About

From the earliest times, people have travelled to cities to realize their dreams and support their families, or to escape conflict and environmental degradation.

The trend continues. By 2050, two thirds of the World’s population will live in urban areas. Yet too often, what we see being built in our cities prioritizes construction for the 1%, undermines worker protections, and ignores the growing risk of climate change.

The Rights Here project aims to help move investment and development in cities in a new direction. It will amplify and build connections between people who have a vision of just and resilient cities, where all our rights are realized.
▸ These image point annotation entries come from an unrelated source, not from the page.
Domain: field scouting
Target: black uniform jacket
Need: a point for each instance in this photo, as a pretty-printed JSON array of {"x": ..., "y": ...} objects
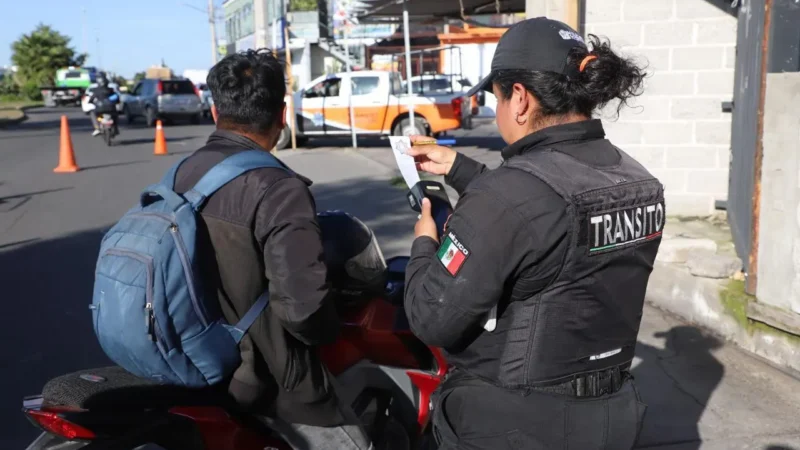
[{"x": 510, "y": 229}]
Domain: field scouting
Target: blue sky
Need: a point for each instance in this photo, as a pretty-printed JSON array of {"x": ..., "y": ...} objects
[{"x": 133, "y": 35}]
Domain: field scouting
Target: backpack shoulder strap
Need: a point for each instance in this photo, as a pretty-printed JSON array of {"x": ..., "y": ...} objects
[
  {"x": 238, "y": 330},
  {"x": 230, "y": 168}
]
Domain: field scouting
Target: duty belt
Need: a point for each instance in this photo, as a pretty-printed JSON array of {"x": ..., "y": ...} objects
[{"x": 592, "y": 384}]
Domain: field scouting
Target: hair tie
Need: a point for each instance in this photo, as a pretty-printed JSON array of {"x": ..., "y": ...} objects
[{"x": 586, "y": 61}]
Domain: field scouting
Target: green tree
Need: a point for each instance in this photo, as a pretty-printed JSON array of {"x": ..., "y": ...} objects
[
  {"x": 303, "y": 5},
  {"x": 38, "y": 55}
]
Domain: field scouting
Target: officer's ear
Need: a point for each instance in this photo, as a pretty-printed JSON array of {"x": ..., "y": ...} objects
[{"x": 521, "y": 103}]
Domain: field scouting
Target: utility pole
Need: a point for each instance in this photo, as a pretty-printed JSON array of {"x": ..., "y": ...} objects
[
  {"x": 213, "y": 24},
  {"x": 406, "y": 38},
  {"x": 288, "y": 49},
  {"x": 83, "y": 31},
  {"x": 350, "y": 97}
]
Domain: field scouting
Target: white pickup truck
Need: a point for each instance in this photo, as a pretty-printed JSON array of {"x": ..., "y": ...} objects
[{"x": 322, "y": 107}]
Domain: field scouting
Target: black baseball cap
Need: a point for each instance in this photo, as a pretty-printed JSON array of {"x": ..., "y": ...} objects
[{"x": 537, "y": 45}]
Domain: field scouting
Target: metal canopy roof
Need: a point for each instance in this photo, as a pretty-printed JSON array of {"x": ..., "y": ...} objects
[{"x": 366, "y": 11}]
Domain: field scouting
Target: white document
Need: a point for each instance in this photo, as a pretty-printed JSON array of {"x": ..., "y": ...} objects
[
  {"x": 408, "y": 169},
  {"x": 406, "y": 164}
]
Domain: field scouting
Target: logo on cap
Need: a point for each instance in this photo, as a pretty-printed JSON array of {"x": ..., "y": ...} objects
[{"x": 567, "y": 35}]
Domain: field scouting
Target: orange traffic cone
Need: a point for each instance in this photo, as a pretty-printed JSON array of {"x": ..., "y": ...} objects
[
  {"x": 161, "y": 141},
  {"x": 66, "y": 155}
]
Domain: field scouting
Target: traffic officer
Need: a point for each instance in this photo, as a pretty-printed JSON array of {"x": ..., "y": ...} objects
[{"x": 557, "y": 243}]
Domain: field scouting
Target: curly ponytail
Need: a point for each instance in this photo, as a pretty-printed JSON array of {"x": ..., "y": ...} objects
[{"x": 606, "y": 76}]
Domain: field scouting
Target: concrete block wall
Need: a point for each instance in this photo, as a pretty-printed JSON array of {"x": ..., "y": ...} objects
[{"x": 676, "y": 128}]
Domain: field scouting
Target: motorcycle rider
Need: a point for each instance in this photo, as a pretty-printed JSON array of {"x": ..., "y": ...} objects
[
  {"x": 559, "y": 240},
  {"x": 105, "y": 99},
  {"x": 261, "y": 232}
]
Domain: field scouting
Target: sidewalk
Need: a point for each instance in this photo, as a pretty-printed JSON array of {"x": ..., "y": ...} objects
[{"x": 702, "y": 393}]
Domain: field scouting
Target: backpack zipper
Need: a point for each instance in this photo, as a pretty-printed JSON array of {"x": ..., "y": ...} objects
[
  {"x": 153, "y": 331},
  {"x": 187, "y": 268}
]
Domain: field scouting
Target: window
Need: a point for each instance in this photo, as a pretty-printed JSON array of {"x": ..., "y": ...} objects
[
  {"x": 365, "y": 85},
  {"x": 397, "y": 84},
  {"x": 325, "y": 88},
  {"x": 148, "y": 89},
  {"x": 178, "y": 87}
]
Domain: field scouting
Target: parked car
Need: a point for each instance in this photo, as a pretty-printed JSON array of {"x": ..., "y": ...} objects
[
  {"x": 438, "y": 83},
  {"x": 380, "y": 108},
  {"x": 163, "y": 99}
]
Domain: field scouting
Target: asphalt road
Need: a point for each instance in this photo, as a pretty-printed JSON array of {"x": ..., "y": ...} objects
[{"x": 702, "y": 393}]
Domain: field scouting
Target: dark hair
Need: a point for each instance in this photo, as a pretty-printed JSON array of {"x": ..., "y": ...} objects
[
  {"x": 604, "y": 79},
  {"x": 248, "y": 90}
]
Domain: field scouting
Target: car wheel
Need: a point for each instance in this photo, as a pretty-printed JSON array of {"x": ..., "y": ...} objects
[
  {"x": 128, "y": 116},
  {"x": 404, "y": 128},
  {"x": 150, "y": 117}
]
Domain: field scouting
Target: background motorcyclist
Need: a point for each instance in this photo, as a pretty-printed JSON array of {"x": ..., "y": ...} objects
[{"x": 105, "y": 99}]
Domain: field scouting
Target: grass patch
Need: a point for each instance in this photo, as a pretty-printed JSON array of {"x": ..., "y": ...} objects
[
  {"x": 734, "y": 299},
  {"x": 10, "y": 114},
  {"x": 17, "y": 104}
]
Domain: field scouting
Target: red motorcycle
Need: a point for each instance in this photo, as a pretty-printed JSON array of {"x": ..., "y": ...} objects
[{"x": 385, "y": 373}]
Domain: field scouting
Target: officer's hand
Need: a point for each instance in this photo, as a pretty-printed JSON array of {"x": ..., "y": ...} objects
[
  {"x": 433, "y": 159},
  {"x": 426, "y": 226}
]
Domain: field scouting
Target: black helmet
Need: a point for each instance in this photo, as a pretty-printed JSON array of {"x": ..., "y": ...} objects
[{"x": 356, "y": 268}]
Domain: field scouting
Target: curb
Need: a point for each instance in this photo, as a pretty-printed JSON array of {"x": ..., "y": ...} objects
[{"x": 716, "y": 305}]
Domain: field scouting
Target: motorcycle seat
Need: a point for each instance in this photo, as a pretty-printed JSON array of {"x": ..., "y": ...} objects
[{"x": 113, "y": 388}]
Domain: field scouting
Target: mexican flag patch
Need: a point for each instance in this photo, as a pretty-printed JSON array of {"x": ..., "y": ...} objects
[{"x": 452, "y": 254}]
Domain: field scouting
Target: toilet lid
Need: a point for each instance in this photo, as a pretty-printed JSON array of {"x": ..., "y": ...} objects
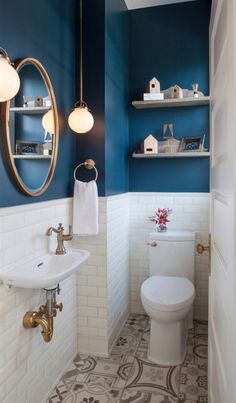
[{"x": 167, "y": 293}]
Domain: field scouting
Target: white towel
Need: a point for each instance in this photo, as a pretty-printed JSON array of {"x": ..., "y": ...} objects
[{"x": 85, "y": 208}]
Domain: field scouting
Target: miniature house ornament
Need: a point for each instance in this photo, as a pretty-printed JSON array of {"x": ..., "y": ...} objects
[
  {"x": 177, "y": 92},
  {"x": 168, "y": 131},
  {"x": 149, "y": 145},
  {"x": 153, "y": 91}
]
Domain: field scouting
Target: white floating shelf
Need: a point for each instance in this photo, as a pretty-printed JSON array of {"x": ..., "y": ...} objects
[
  {"x": 187, "y": 154},
  {"x": 167, "y": 103},
  {"x": 32, "y": 157},
  {"x": 35, "y": 110}
]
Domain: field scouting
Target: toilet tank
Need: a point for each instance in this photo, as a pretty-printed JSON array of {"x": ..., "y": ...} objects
[{"x": 173, "y": 254}]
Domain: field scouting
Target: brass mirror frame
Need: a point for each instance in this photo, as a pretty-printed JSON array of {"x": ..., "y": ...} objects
[{"x": 6, "y": 133}]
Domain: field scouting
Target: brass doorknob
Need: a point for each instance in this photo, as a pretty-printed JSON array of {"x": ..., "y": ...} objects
[
  {"x": 59, "y": 306},
  {"x": 201, "y": 248},
  {"x": 153, "y": 244}
]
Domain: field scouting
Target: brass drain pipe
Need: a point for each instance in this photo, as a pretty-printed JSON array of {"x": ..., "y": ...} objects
[{"x": 44, "y": 316}]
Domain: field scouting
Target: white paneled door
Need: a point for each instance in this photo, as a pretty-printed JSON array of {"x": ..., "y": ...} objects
[{"x": 222, "y": 284}]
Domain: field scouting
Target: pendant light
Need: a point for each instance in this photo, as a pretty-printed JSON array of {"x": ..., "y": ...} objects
[
  {"x": 9, "y": 78},
  {"x": 80, "y": 119},
  {"x": 48, "y": 122}
]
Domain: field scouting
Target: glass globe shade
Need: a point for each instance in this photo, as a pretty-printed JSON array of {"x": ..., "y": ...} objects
[
  {"x": 9, "y": 80},
  {"x": 81, "y": 120},
  {"x": 48, "y": 122}
]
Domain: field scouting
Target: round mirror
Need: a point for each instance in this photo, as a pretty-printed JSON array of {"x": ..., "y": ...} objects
[{"x": 31, "y": 129}]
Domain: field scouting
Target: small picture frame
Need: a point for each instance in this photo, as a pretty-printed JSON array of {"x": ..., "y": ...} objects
[{"x": 192, "y": 144}]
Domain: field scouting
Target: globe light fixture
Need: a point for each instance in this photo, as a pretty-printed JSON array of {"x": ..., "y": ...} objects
[
  {"x": 9, "y": 78},
  {"x": 48, "y": 122},
  {"x": 80, "y": 119}
]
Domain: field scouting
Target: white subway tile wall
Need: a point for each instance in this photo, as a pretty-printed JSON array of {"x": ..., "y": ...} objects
[
  {"x": 103, "y": 280},
  {"x": 190, "y": 212},
  {"x": 29, "y": 366},
  {"x": 117, "y": 264},
  {"x": 96, "y": 300}
]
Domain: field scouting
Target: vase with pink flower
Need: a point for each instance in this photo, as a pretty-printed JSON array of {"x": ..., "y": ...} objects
[{"x": 160, "y": 217}]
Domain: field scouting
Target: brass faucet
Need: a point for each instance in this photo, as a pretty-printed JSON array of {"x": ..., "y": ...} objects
[
  {"x": 61, "y": 237},
  {"x": 44, "y": 316}
]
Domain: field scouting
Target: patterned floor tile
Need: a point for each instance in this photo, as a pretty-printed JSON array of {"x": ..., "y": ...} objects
[
  {"x": 133, "y": 396},
  {"x": 149, "y": 377},
  {"x": 193, "y": 384},
  {"x": 127, "y": 376},
  {"x": 112, "y": 372},
  {"x": 83, "y": 393},
  {"x": 127, "y": 343}
]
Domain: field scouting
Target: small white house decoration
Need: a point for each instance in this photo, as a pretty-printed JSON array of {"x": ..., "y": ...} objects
[
  {"x": 153, "y": 91},
  {"x": 149, "y": 145},
  {"x": 154, "y": 86},
  {"x": 177, "y": 92}
]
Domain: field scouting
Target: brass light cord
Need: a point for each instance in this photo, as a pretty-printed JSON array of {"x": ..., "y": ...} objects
[{"x": 81, "y": 51}]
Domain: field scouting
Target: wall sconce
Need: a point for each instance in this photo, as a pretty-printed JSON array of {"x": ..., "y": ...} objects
[
  {"x": 9, "y": 78},
  {"x": 80, "y": 119}
]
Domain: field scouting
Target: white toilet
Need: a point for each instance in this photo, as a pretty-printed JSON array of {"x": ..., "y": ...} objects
[{"x": 168, "y": 294}]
The Rights Here model of change involves three strategies:

First, Rights Here will share and amplify the stories of people who are transforming the way we build from the ground up, recognizing that stories have the power to build connections and open up new opportunities for collaboration and change. Rights Here will start in 2019-20 with a neighborhood-by-neighborhood journey throughout the five boroughs of New York City, starting in Staten Island and ending in Manhattan, talking with immigrant worker organizers, women forging their careers in construction, architects of affordable, green housing and others, to create a shared vision and strategies for rights-respecting construction. Similar projects will follow in other global cities.

The second strategy is to follow the money, challenging building owners, developers, local officials and others that have enormous sway over the future of our cities and our lives, to take human rights and climate change into account throughout their activities. While a growing global movement has raised the expectations of companies across many sectors to respect human rights, to date there has been little attention to the real estate and construction industries, in part due to the fragmented nature of the way in which investments and decisions are made.

Third, Rights Here plans to identify ways to help channel investment away from “extractive” approaches, and into rights-respecting building that is closely connected to locally-defined needs.